Volume III (Summer 2008)
ISSN 1934-4324

Barry Miller

Barry Miller is a thirty-five year old Scotsman by birth, now living in Boston, MA. After accepting his own disillusionment within the literature school at the University of Glasgow and returning to the United States, Barry re-married the woman he had divorced five years before and settled on the East Coast after several years in Los Angeles. Years of alcohol abuse, a self inflicted wound, now slowly scabbing over remains evident in almost every aspect of his work and for this, without want of melancholy, melodrama or desolation, no apologies can be made.


The Absent Emptiness


G oodbye’s tearful epidural

L ooms over my withered, weightless transition like

A n Absent Emptiness of almost sad repetition.

S ly, bold creatures, practiced in painful contractions

G reet loved ones and lost ones and prodigal bastard return sons

O n walk ways of maintenance free plastic.

W ithin an umbilical chord of terror proof safety, the

I nexplicably shoeless trot aimlessly toward this womb as I

N estle my solitude and wait the endless wait for the

T hought of being born to yet again disgust me.

E agerness and anticipation in the very walls that house us

R evert the eyes slowly to a moonlit, ash stain, carpet but still

N othing phases the water off of this duck’s back.

A nd the smell is frantic with a faithful familiarity

T hat recognizes the transient birth of my breed.

I have counted cracks in Mediterranean sun tan lotion

O ver Martinis with no one.

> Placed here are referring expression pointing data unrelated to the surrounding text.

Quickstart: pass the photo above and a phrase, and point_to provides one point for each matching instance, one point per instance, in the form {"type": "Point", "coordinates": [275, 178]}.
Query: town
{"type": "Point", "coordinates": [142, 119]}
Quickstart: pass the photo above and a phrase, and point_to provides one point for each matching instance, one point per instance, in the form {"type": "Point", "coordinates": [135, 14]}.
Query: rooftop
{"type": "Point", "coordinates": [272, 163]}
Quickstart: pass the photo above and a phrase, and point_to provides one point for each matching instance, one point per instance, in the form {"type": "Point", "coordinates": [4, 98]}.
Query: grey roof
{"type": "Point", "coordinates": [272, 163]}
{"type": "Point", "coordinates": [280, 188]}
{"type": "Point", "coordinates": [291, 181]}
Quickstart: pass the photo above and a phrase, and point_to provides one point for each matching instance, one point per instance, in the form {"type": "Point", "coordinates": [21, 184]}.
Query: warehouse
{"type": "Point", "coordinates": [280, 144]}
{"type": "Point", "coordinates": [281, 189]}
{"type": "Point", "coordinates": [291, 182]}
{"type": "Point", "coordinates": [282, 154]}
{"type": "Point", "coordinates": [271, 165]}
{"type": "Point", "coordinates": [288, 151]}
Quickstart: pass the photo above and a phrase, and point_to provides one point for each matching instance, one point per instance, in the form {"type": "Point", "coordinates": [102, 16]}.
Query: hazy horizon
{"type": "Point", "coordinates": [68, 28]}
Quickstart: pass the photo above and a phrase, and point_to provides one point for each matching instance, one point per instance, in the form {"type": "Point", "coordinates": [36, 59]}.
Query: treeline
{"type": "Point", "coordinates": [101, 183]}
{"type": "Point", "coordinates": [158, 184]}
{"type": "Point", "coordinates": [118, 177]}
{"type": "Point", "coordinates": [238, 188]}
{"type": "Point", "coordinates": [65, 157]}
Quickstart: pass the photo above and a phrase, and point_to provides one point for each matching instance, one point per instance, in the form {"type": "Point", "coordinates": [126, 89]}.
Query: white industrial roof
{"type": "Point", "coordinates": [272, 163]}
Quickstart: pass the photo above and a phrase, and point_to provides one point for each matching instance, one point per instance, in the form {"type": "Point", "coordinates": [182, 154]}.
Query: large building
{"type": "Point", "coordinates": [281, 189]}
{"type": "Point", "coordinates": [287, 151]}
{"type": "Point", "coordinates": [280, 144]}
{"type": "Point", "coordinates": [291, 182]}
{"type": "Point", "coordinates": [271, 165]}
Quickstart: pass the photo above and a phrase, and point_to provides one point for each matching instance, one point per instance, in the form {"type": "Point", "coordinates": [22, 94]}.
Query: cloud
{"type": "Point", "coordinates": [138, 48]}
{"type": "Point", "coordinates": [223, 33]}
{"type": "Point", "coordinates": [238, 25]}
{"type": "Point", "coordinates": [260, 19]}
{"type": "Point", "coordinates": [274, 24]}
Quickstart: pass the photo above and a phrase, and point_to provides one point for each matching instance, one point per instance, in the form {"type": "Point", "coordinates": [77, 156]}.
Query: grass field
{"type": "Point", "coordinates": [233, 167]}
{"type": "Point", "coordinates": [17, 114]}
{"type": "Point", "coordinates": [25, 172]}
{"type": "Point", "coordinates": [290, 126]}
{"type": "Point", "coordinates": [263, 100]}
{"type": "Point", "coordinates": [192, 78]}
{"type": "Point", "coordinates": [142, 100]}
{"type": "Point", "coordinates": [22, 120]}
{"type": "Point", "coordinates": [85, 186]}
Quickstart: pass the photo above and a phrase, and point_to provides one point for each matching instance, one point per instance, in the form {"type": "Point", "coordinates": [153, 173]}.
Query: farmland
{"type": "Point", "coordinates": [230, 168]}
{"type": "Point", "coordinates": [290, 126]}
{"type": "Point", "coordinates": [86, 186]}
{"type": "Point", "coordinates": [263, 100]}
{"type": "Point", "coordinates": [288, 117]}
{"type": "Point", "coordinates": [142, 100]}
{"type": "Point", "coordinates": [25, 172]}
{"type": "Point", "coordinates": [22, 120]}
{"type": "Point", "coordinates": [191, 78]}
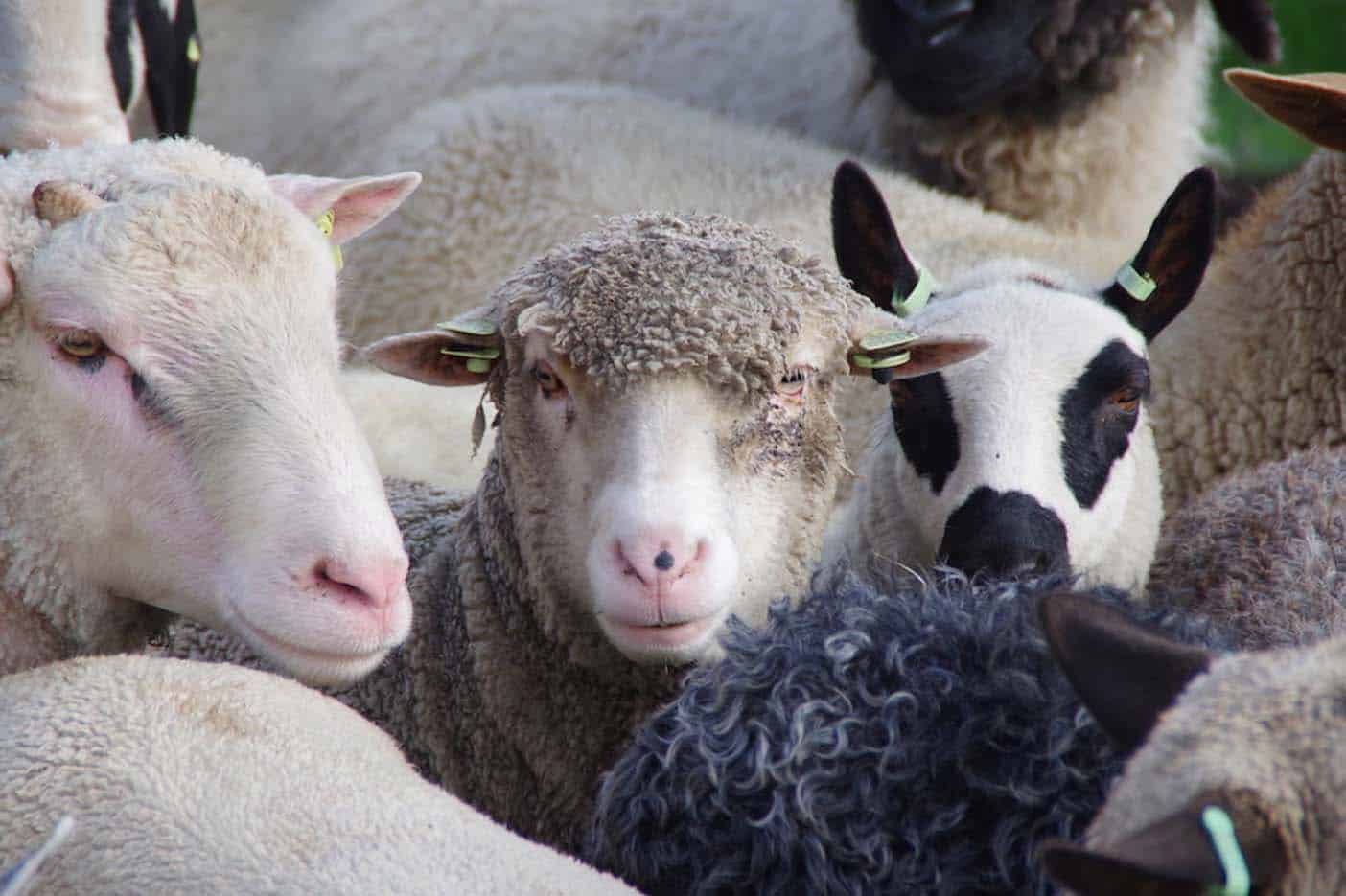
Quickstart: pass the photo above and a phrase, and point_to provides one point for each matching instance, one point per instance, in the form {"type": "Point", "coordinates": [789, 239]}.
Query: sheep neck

I am familiar to the

N oiseless, silent, sexual deafening engines as they roar;

A nd the fragrance of the fire and fossil fuel that makes them soar

L oves me and leaves me more and more and more.

A bsent Emptiness envelopes me hangar like and grateful with

I mmunity to the bewilderment of the birthing canal.

R ain smeared steps drag my twitching placenta to asphalt gallows;

P eanuts in miniscule mounds of mockery await me, grinning

O ver extortionate cocktails with limited leg room.

R ow on row of screaming, suckling, hysterical infants invite me

T o take my seat, incubate, feed and leave…….Once again.


From Wilfred Owen to his Mother, France 1918


Fastened frosted muds battle with my being but will these tears mean anything if my resolution has come too late?

Will England’s Green shores ever sigh for me; for those slain here?

The smell of the dew is still sweet on my senseless tongue.

Nothing in this septic land could shave the zest from my skin.


When the gasp of my final breath resounds in silence,

I only hope that I sleep and slip away from the impossibility of understanding what has occurred here.

To fade into my torment and leave the things I love.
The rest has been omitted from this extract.